Several hundred combatants were wounded during the fighting and 16 were killed, including 12miners and four of Chafin’s men. Gov. Morgan tried to persuade the Army to help civil authorities arrest miners, but Bandholtz refused.

Bill Blizzard (left), Frank Keeney (right) and other UMW officials were acquitted of treason charges after the battle.

Bill Blizzard (left), Frank Keeney (right) and other UMW officials were acquitted of treason charges after the battle.

West Virginia courts indicted 1,217 suspected leaders of the rebellion but charges were later dropped against all but one, who fled the state and was convicted in absentia. The local minister and his son were convicted of murder, but both were pardoned by Gov. Howard Gore after serving three years in prison. Chafin was arrested several years later on corruption charges and served time in federal prison for bootlegging.

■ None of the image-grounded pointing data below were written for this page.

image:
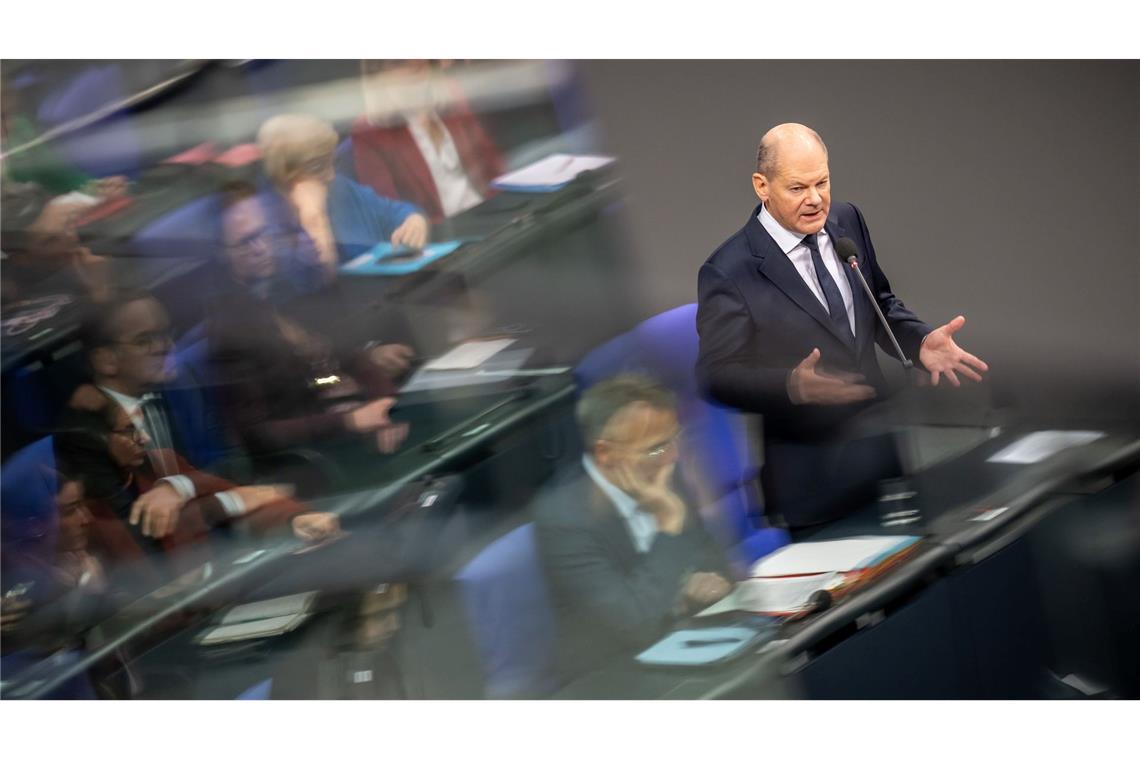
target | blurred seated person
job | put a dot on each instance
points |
(55, 588)
(128, 344)
(140, 516)
(420, 140)
(269, 365)
(621, 544)
(326, 219)
(46, 547)
(42, 251)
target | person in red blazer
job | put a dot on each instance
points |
(418, 130)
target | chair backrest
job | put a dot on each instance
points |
(506, 599)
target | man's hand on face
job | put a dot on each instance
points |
(654, 497)
(808, 384)
(705, 588)
(157, 511)
(941, 356)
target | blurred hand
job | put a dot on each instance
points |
(393, 358)
(941, 356)
(654, 497)
(807, 384)
(413, 233)
(157, 511)
(371, 416)
(389, 439)
(705, 588)
(254, 497)
(316, 526)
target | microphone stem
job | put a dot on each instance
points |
(874, 304)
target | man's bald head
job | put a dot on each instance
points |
(786, 139)
(791, 178)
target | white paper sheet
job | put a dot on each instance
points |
(469, 356)
(829, 556)
(773, 595)
(1042, 444)
(558, 169)
(267, 609)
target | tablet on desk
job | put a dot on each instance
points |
(384, 260)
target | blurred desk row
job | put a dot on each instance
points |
(976, 613)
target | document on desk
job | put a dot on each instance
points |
(843, 555)
(1042, 444)
(773, 596)
(550, 173)
(469, 356)
(494, 370)
(260, 619)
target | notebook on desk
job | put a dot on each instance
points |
(782, 583)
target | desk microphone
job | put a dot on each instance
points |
(848, 252)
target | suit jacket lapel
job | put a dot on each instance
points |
(775, 266)
(611, 525)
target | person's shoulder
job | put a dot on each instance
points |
(846, 213)
(732, 253)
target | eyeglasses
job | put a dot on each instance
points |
(149, 342)
(262, 238)
(658, 450)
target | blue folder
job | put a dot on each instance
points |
(374, 262)
(701, 646)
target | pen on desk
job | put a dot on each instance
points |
(710, 642)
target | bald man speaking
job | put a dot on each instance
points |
(788, 332)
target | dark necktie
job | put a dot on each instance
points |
(159, 432)
(836, 308)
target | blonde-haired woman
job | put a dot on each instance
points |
(330, 219)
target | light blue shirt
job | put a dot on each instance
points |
(642, 525)
(800, 258)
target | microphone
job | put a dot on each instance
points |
(848, 252)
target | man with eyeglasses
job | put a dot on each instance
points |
(621, 545)
(128, 344)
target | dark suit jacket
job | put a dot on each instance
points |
(757, 319)
(610, 599)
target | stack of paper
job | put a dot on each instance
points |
(260, 619)
(548, 174)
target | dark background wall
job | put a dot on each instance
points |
(1004, 190)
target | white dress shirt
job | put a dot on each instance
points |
(642, 525)
(161, 440)
(456, 193)
(800, 256)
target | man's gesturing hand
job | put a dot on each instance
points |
(941, 356)
(807, 384)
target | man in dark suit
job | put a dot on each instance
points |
(787, 332)
(621, 546)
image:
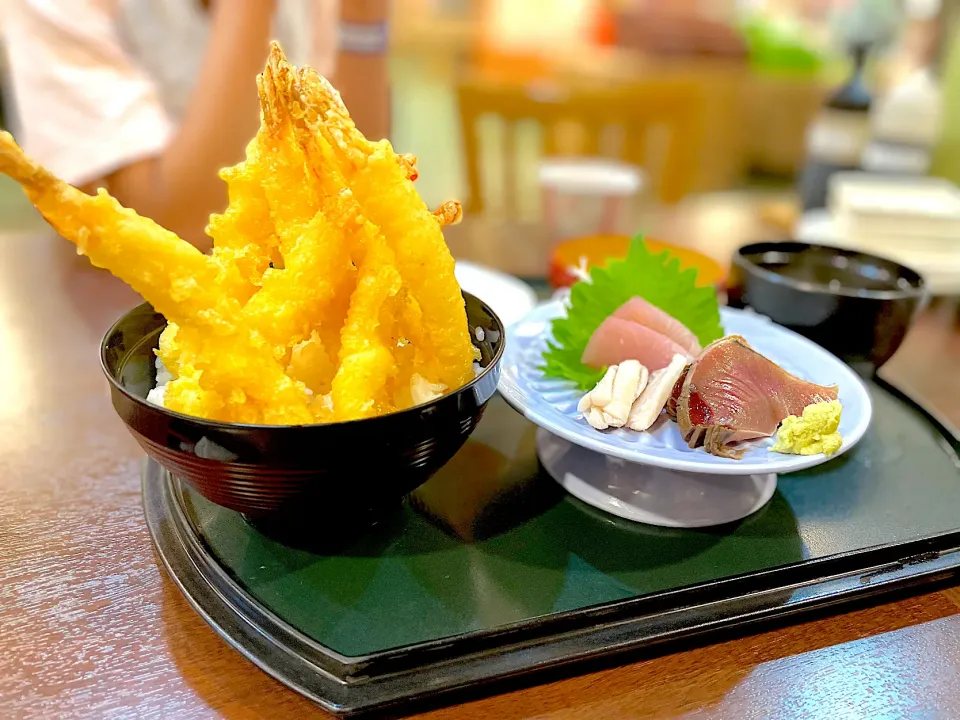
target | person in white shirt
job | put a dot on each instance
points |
(150, 98)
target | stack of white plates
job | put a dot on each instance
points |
(915, 221)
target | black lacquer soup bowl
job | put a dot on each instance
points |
(856, 305)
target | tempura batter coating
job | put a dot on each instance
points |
(329, 294)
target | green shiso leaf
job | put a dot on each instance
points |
(657, 279)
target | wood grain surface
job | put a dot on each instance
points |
(91, 627)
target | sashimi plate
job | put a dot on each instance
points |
(552, 403)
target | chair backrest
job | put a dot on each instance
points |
(657, 124)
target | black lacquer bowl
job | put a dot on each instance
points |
(857, 306)
(331, 474)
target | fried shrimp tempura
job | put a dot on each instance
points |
(390, 202)
(329, 294)
(177, 279)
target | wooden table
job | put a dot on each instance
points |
(91, 627)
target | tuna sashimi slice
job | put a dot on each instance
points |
(732, 393)
(640, 311)
(617, 340)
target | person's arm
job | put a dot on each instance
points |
(180, 187)
(92, 115)
(362, 77)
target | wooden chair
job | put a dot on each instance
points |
(619, 122)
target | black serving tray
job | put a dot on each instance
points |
(490, 571)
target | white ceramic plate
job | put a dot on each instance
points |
(552, 403)
(652, 495)
(509, 297)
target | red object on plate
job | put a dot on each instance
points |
(600, 249)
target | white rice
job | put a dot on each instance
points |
(156, 396)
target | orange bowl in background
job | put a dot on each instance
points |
(600, 249)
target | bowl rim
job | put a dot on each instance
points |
(917, 290)
(223, 425)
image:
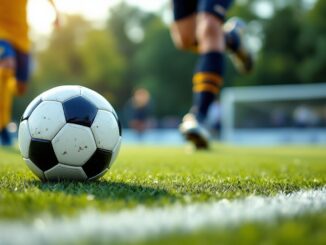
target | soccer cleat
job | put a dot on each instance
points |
(191, 129)
(234, 30)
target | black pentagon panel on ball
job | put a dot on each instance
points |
(30, 108)
(41, 153)
(80, 111)
(97, 163)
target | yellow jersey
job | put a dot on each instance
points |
(13, 23)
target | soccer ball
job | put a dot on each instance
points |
(69, 133)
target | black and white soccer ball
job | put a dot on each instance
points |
(69, 133)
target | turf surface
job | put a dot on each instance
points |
(158, 176)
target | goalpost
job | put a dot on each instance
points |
(259, 115)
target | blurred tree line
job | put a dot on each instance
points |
(134, 49)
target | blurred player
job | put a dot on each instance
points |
(14, 58)
(199, 26)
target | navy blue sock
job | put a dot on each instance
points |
(207, 82)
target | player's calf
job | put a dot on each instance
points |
(240, 55)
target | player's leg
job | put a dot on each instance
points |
(184, 26)
(208, 77)
(7, 88)
(240, 55)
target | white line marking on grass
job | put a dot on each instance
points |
(142, 222)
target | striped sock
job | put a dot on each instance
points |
(207, 82)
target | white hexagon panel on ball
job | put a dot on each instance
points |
(64, 172)
(38, 172)
(24, 138)
(106, 130)
(98, 100)
(61, 93)
(46, 120)
(74, 144)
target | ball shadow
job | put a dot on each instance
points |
(107, 190)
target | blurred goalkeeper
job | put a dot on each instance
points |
(199, 26)
(14, 58)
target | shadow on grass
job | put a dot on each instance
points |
(103, 190)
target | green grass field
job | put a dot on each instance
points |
(162, 176)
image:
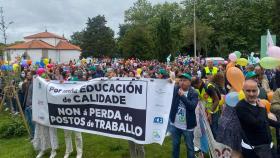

Although the miners’ march failed to unionize southern West Virginia coal mines, their plight garnered worldwide attention and helped build support for the National Labor Relations Act of 1935,which protects workers’ right to form unions and bargain collectively. Generations of American workers have reaped the benefits.

The southern West Virginia coal fields were organized following passage of the National Industrial Recovery Act in 1933, another New Deal-era labor reform.